Homerus beschrijft Troje als "goed onderbouwd", "sterk gebouwd" en "goed ommuurd", er zijn ook verschillende verwijzingen naar mooie kantelen, torens en hoge en steile muren. De muren waren ongewoon sterk en in feite is Troje gevallen door middel van het bedrog van het paard van Troje en niet door de belegering en inderdaad: in de Griekse mythologie lezen we dat de muren zó indrukwekkend waren en dat van ze werd gezegd dat ze gebouwd zijn door Poseidon en Apollo die na een daad van ongehoorzaamheid door Zeus werden gedwongen om de Trojanen (koning Laomedon) voor één jaar te dienen. Echter kennen we ook een verhaal dat deze muren geen stand konden houden tegen de woede van Heracles die Troje geholpen had maar niet kreeg wat hem beloofd was en als gevolg daarvan de stad plunderde uit wraak voor het niet beloond worden voor zijn diensten aan de koning. (Hij doodde de zeeslang die door Poseidon was gezonden). Dit wordt algemeen één generatie vóór de Trojaanse oorlog geplaatst, omdat de enige overlende overlevende de jongste zoon van Laomedon was: Priamus, de Trojaanse koning in het latere conflict.

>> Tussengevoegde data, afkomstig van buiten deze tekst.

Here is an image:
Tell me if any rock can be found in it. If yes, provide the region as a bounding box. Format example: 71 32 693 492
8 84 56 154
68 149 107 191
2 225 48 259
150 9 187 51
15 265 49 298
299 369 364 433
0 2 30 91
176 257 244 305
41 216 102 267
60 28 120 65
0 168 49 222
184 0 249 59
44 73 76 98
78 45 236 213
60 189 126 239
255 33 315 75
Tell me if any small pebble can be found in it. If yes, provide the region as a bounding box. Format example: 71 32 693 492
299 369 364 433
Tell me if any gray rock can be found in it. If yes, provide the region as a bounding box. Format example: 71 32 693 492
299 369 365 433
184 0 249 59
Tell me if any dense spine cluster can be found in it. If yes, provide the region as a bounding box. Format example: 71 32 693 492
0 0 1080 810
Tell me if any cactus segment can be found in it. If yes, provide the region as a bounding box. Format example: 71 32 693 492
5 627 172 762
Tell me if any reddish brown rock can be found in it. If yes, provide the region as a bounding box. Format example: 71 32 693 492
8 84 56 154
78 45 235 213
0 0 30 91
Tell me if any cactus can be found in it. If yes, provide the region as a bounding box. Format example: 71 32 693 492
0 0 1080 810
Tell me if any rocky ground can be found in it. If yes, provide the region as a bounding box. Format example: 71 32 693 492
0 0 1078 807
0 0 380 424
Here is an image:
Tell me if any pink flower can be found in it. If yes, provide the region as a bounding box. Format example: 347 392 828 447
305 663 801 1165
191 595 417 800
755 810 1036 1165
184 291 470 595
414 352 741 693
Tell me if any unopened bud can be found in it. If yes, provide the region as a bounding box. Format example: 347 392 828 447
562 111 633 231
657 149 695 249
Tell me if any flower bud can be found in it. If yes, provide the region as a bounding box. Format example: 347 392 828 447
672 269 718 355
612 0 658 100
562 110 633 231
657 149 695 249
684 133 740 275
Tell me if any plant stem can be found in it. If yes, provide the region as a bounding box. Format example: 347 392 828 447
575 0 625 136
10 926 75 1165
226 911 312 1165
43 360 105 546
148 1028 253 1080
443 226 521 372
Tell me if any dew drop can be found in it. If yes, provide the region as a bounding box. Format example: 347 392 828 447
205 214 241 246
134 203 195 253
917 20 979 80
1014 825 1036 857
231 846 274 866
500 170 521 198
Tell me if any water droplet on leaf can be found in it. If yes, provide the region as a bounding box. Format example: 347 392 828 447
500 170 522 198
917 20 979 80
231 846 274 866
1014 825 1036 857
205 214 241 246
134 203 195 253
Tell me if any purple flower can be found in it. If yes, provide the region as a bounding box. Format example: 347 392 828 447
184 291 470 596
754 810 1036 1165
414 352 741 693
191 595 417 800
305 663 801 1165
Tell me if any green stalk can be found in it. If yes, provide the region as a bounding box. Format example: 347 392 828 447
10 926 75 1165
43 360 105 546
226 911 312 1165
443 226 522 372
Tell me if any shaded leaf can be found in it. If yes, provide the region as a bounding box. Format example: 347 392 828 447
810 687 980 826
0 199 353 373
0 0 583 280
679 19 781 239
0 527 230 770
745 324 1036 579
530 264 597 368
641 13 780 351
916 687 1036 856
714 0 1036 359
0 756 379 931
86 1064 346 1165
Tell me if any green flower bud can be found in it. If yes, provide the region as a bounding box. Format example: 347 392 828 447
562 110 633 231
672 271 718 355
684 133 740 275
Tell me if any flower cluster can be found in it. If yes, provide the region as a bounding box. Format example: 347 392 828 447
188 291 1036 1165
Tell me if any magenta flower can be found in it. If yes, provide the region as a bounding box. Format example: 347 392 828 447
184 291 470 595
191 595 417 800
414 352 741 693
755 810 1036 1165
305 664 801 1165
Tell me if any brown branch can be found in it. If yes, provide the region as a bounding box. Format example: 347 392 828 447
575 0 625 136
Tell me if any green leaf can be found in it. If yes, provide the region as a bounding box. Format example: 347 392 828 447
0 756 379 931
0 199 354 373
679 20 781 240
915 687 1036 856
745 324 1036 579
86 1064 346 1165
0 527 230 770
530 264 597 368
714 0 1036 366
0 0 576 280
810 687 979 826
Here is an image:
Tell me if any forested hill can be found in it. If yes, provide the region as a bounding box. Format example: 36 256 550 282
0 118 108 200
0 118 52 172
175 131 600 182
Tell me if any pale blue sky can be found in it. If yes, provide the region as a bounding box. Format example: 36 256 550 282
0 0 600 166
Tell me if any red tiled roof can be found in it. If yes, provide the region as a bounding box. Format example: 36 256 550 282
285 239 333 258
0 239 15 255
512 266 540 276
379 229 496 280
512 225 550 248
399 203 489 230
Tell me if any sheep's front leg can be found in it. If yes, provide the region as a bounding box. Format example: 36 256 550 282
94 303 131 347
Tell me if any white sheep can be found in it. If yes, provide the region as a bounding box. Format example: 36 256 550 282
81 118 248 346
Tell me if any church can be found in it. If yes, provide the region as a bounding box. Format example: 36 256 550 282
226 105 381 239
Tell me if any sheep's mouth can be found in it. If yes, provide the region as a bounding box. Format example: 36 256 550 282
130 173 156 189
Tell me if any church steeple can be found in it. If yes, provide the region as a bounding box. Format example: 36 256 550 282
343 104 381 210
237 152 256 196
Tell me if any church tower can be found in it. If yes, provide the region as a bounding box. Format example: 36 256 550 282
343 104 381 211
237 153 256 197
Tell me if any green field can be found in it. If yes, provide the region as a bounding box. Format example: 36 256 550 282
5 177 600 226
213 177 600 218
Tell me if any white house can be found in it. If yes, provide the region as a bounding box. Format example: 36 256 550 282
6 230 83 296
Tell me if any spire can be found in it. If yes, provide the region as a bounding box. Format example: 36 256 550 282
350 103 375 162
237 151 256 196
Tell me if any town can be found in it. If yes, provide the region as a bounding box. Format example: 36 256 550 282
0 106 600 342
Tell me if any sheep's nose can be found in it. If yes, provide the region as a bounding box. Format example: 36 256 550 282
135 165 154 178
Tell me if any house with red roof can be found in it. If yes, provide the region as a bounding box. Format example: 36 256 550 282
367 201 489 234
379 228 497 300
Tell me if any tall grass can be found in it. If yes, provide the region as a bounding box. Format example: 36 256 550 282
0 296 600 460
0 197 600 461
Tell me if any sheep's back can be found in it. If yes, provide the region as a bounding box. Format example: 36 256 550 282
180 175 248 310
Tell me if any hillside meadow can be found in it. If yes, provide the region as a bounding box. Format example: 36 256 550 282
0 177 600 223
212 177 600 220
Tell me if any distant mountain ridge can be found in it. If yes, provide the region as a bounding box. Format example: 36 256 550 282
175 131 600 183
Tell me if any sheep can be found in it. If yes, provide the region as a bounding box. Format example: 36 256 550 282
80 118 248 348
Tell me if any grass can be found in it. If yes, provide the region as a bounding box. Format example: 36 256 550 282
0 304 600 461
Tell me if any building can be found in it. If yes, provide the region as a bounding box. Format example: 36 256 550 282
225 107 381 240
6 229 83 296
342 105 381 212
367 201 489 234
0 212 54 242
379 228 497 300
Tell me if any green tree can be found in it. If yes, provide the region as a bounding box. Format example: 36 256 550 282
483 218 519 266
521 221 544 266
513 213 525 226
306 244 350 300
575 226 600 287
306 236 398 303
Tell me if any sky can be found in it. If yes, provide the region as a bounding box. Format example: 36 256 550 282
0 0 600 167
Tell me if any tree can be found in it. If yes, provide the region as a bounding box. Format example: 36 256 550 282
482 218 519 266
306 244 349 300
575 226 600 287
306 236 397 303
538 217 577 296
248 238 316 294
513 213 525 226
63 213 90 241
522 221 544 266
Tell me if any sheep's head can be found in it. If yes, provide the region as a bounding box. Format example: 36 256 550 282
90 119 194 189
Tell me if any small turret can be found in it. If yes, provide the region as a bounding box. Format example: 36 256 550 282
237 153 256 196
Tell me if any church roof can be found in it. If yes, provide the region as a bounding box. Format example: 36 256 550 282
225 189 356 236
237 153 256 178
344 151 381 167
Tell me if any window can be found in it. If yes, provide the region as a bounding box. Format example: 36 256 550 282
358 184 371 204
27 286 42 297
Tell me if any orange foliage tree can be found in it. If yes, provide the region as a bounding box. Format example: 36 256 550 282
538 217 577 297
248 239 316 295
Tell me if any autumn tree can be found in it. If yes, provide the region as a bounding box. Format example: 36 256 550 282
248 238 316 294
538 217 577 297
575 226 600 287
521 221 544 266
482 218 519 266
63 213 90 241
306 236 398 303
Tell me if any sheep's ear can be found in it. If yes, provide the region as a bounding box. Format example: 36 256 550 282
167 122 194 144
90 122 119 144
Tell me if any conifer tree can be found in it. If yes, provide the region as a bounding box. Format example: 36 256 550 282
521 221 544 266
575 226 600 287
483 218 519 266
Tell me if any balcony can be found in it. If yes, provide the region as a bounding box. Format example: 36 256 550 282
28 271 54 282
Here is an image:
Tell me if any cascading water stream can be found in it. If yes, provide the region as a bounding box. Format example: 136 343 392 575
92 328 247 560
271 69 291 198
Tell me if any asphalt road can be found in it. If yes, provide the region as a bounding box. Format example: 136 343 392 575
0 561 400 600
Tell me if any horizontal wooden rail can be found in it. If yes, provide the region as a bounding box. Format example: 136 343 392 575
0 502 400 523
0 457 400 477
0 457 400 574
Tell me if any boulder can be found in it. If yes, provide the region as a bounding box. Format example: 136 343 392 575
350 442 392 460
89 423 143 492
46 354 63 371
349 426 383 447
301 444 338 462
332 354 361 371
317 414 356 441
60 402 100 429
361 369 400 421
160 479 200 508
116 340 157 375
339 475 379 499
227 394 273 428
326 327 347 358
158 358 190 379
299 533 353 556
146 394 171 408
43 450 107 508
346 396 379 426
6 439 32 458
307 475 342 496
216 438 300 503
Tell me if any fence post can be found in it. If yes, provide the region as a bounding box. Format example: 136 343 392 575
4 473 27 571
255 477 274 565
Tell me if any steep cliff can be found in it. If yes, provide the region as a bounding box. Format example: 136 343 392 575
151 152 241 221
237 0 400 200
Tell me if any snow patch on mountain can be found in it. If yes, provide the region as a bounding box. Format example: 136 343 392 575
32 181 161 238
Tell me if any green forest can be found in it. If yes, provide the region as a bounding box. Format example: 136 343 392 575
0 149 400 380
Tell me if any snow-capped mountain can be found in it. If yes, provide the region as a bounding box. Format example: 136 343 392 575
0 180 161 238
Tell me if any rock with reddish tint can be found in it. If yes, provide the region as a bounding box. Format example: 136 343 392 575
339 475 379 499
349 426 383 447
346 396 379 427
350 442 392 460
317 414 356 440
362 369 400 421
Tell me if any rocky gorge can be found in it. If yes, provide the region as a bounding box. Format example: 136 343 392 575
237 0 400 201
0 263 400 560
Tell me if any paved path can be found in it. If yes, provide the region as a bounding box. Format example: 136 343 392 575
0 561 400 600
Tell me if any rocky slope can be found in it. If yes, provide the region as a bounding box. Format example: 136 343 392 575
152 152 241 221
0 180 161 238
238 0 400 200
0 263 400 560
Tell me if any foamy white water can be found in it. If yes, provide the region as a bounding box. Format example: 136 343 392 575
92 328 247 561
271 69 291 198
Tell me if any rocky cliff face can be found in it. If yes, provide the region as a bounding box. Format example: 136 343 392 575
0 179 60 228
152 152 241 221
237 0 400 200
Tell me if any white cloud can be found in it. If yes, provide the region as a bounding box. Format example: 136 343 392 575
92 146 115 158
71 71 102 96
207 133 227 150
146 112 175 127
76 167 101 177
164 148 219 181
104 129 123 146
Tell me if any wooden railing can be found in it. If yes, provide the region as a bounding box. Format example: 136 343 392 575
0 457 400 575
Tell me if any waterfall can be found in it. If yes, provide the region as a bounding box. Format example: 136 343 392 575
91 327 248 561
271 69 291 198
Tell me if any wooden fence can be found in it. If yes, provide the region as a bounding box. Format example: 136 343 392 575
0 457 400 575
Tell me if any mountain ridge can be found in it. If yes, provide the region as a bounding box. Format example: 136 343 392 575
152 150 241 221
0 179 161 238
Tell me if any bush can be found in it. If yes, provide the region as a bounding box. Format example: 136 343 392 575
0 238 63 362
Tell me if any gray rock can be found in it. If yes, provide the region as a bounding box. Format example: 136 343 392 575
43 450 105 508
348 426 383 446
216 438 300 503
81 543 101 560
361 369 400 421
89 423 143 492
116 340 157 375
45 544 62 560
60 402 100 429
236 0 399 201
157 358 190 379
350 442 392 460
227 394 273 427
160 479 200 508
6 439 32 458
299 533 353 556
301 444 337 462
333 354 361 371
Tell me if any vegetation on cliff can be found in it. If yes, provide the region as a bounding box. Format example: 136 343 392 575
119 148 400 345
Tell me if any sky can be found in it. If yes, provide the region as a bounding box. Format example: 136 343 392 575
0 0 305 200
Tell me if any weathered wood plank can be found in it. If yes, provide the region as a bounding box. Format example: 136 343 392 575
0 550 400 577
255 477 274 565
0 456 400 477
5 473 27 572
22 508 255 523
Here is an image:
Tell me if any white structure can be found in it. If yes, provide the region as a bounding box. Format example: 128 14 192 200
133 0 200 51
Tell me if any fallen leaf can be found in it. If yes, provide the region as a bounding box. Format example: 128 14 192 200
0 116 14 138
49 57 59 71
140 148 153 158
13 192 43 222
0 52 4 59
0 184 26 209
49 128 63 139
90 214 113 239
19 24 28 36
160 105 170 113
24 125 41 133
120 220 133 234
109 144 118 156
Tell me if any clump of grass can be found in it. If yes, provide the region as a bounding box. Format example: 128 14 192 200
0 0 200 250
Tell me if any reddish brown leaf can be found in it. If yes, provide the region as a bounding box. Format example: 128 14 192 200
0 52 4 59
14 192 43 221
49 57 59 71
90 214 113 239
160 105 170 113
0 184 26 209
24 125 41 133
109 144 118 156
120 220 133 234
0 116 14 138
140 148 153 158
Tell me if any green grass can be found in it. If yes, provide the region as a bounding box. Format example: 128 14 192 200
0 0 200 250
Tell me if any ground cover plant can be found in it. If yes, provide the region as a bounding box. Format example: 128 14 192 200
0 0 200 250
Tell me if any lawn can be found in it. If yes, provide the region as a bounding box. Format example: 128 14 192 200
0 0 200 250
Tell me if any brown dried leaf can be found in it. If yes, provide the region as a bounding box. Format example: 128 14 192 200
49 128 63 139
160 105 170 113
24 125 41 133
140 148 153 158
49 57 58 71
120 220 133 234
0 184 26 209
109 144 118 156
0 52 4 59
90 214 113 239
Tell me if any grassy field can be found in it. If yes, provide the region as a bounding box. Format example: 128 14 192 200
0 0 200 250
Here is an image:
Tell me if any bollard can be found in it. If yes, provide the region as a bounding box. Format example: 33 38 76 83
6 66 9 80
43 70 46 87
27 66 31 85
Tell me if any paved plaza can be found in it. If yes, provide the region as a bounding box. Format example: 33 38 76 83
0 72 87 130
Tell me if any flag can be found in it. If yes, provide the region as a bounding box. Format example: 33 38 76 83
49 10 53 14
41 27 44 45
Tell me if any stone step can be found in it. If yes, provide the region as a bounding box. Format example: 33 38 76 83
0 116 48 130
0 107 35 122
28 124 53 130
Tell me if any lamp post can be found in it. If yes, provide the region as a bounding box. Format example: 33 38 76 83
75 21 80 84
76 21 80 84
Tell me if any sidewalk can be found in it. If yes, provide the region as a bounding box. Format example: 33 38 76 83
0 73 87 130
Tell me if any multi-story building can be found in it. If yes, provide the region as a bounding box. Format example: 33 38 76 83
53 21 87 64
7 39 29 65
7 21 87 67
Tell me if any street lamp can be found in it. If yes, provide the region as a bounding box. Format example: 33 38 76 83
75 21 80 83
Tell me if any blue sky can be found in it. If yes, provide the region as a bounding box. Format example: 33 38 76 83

Troje is bewoond vanaf de vroege Bronstijd (3000 v.Chr.). Het oude Troje lag vrijwel direct aan zee, terwijl de huidige archeologische site daar 5 km. vanaf ligt. De stad was gelegen in een baai die tevens de monding van de rivier Skamanda was. Het was een strategisch belangrijke positie tussen de beschavingen van de Egeïsche zee en het hele gebied ten Oosten daarvan en beheerste het belangrijkste toegangspunt tot aan de Zwarte Zee. Vanuit Anatolië en de Balkan was het eveneens zeer moeilijk Troje te engageren door de natuurlijke land- en zeegrenzen. Met name ondervond men problemen bij het vinden van voldoende gunstige wind om de haven binnen te kunnen varen. Bijgevolg werd de stad de belangerijkste bronzen-tijdperk-stad in de buurt van de Noord Egeïsche zee, Troje is toonbeeld van het bereiken van de hoogst mogelijke welvaart in de Midden Bronstijd. Het leidde deze dans vóór de Myceense beschaving op het Griekse vasteland en het Hettitische rijk in het Oosten. Bij opgravingen bleek het Troje te bestaan uit 9 verschillende steden en 46 niveaus van bewoning. Troje werd voor het eerst opgegraven door Frank Calvert in 1863 en later ook bezocht door Heinrich Schliemann die met zijn opgravingen door bleef gaan van 1870 tot aan zijn dood in 1890. Hij legde de opvallende 20m. hoge kunstmatige heuvel bloot die onaangeroerd was gebleven sedert de oudheid. De eerste vondsten van gouden en zilveren sieraden en schepen leken zijn overtuigingen te verdedigen dat deze opgraving werkelijk het Troje betrof van Homerus. Echter: de opgravingen van Schliemann worden nu gedateerd tot meer dan duizend jaar vóór de waarschijnlijke datum van de Trojaanse oorlog, duidelijk is nu wel dat de geschiedenis van de site veel complexer is dan men dacht. In de 2000 jaar daarna zou aan de geschiedenis van de stad alleen nog de eerste Olympiade van 776 v.C. toegevoegd worden.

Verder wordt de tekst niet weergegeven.